Constraints on millicharged particles from nuclear gamma-decays
Ting Gao, Maxim Pospelov
TL;DR
This work investigates millicharged particles (MCPs) as a dark-sector portal by analyzing MCP production in nuclear γ decays, with a focus on reactors as intense MCP sources. It introduces a reactor-based MCP production mechanism via off-shell photons accompanying γ de-excitations, deriving energy-differential production rates and fluxes, and uses near-reactor electron-recoil data to set constraints on the millicharge $\varepsilon$ in the MeV mass range, achieving leading limits around $0.7-2$ MeV. Beyond reactors, the paper estimates MCP fluxes from natural radioactivity (geo-neutrinos) and the Sun, outlining their potential detectability in large, low-threshold detectors and highlighting the distinct mass and flux features of solar MCPs. Additionally, the authors extend the analysis to MeV-scale dark photons produced in nuclear de-excitation, providing near-reactor constraints as an independent cross-check. Overall, the study broadens the experimental reach for MCPs to higher masses and motivates future low-threshold detectors to exploit these MeV-scale pathways.
Abstract
We consider nuclear gamma decays and $γ$-emitting reactions that can be an efficient source of hypothetical millicharged particles ($χ$). In particular, we revisit the production of millicharged particles in nuclear reactor environment, pointing out that $γ$ cascades from $^{239}$U is an overlooked yet a powerful source of $χ\barχ$ pairs. This leads to an increased flux compared to previous studies.
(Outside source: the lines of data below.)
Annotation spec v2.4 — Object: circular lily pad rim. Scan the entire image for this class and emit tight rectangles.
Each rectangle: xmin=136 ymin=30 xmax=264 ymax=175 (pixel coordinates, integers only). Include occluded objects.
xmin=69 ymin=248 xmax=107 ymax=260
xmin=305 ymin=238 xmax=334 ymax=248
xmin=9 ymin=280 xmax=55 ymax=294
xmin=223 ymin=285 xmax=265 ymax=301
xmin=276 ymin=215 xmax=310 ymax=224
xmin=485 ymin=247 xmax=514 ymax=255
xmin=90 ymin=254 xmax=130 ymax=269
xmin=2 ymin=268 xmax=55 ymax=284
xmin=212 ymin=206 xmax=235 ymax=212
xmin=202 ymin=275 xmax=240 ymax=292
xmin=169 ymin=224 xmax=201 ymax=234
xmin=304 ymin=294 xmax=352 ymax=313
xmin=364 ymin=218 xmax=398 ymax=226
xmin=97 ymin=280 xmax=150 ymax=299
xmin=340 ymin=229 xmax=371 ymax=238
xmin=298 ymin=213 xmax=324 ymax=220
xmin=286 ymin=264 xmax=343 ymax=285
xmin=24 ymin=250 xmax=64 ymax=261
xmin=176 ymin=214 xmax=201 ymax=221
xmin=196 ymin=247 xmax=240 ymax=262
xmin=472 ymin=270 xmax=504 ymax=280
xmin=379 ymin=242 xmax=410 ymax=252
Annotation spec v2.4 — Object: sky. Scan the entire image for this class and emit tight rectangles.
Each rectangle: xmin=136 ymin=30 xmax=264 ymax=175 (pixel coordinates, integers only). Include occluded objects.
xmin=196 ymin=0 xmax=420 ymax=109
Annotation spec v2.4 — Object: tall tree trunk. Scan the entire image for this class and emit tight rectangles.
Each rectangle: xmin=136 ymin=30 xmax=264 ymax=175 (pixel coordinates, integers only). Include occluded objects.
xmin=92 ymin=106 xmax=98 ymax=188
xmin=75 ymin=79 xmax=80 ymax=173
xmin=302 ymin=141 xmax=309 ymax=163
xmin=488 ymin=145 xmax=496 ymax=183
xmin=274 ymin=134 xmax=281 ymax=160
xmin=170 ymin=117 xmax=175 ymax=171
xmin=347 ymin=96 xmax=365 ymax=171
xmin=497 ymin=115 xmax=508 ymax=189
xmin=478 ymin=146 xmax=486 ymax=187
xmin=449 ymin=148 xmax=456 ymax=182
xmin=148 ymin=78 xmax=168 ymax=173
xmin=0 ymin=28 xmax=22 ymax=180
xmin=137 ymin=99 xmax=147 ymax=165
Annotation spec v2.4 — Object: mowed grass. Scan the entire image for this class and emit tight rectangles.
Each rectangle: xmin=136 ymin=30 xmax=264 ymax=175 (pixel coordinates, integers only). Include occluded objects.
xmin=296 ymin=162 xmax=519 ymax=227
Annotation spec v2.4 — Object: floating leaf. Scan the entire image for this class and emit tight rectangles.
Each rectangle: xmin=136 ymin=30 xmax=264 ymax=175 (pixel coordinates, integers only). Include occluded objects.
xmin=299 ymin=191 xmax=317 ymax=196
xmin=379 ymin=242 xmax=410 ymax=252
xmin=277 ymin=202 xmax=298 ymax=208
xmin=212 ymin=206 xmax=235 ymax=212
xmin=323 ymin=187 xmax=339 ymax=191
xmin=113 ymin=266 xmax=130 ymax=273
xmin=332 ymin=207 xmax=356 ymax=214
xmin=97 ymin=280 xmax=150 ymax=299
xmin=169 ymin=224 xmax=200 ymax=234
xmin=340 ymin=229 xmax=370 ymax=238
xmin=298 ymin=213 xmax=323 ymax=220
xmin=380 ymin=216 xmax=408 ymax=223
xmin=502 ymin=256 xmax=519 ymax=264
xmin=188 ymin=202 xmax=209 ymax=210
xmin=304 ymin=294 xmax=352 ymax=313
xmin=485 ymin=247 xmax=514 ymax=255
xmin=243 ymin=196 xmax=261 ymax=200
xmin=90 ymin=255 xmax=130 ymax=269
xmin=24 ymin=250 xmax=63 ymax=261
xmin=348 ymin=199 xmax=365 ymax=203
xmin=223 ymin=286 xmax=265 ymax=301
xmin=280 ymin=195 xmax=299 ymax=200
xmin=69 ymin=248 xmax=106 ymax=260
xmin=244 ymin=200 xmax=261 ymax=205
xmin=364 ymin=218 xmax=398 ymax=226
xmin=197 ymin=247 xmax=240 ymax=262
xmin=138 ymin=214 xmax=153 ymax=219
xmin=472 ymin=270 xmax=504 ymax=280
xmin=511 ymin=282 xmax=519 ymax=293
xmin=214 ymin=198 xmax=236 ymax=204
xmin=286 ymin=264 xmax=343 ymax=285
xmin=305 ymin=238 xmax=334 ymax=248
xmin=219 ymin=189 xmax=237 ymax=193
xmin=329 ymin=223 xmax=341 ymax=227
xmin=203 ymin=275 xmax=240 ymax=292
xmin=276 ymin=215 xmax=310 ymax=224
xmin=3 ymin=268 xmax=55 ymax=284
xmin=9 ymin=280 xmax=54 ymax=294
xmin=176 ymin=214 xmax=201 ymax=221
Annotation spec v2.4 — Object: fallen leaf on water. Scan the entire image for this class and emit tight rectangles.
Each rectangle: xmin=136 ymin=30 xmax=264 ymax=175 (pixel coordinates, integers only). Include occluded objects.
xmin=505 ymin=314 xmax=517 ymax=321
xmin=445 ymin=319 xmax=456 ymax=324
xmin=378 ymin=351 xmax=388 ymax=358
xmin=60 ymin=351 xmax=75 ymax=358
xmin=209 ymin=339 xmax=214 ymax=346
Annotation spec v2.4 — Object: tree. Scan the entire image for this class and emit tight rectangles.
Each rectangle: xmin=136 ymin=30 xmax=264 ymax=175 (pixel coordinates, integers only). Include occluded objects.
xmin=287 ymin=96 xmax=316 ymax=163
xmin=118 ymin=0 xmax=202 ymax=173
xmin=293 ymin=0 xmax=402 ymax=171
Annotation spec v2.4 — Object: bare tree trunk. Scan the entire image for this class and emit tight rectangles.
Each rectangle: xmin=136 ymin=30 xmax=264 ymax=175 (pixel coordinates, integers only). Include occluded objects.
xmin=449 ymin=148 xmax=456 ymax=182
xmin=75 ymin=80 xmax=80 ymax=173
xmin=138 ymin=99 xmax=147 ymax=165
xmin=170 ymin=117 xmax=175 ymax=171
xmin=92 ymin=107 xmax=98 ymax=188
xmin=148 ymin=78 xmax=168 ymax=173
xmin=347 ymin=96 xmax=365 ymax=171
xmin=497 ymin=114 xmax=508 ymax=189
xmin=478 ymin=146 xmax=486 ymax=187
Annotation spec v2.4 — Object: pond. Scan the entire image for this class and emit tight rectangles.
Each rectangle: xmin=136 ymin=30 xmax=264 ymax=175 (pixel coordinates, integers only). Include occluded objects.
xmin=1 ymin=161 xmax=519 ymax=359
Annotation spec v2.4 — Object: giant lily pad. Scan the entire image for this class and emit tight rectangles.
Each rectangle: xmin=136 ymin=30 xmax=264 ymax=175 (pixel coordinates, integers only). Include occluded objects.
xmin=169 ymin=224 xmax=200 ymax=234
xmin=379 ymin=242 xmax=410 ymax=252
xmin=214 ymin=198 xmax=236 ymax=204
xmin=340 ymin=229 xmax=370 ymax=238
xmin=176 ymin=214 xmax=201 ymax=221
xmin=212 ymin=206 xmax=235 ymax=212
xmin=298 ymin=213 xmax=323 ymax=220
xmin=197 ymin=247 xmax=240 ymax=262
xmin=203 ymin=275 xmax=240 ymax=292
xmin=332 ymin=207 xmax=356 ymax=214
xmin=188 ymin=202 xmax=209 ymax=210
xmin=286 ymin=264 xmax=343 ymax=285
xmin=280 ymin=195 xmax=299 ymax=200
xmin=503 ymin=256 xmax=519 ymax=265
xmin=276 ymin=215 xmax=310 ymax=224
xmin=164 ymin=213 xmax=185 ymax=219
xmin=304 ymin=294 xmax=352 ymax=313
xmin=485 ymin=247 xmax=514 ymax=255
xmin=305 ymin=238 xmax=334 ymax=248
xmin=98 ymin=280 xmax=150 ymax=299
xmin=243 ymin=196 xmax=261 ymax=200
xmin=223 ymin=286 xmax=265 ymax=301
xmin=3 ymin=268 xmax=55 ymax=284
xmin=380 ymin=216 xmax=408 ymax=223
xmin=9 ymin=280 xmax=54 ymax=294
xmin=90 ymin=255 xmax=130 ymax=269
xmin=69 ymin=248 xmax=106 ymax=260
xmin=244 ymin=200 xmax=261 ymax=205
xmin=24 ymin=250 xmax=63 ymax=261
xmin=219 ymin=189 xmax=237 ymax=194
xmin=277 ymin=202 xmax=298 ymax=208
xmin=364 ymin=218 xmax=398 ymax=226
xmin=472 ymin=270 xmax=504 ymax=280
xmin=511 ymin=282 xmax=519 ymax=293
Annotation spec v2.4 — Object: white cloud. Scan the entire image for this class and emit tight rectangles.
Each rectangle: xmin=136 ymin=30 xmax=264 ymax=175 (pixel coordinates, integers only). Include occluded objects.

We then apply new estimates of the flux to derive novel limits on the value of millicharge, $\varepsilon = Q_χ/e$, from the electron recoil searched for in a variety of experiments placed in proximity to the reactor cores. The derived limits on $\varepsilon$ are the strongest in the interval of masses $\sim 0.7-2 $\,MeV. We also derive the MCP flux from the Sun and point out potential sensitivity of the low-threshold dark matter search experiments.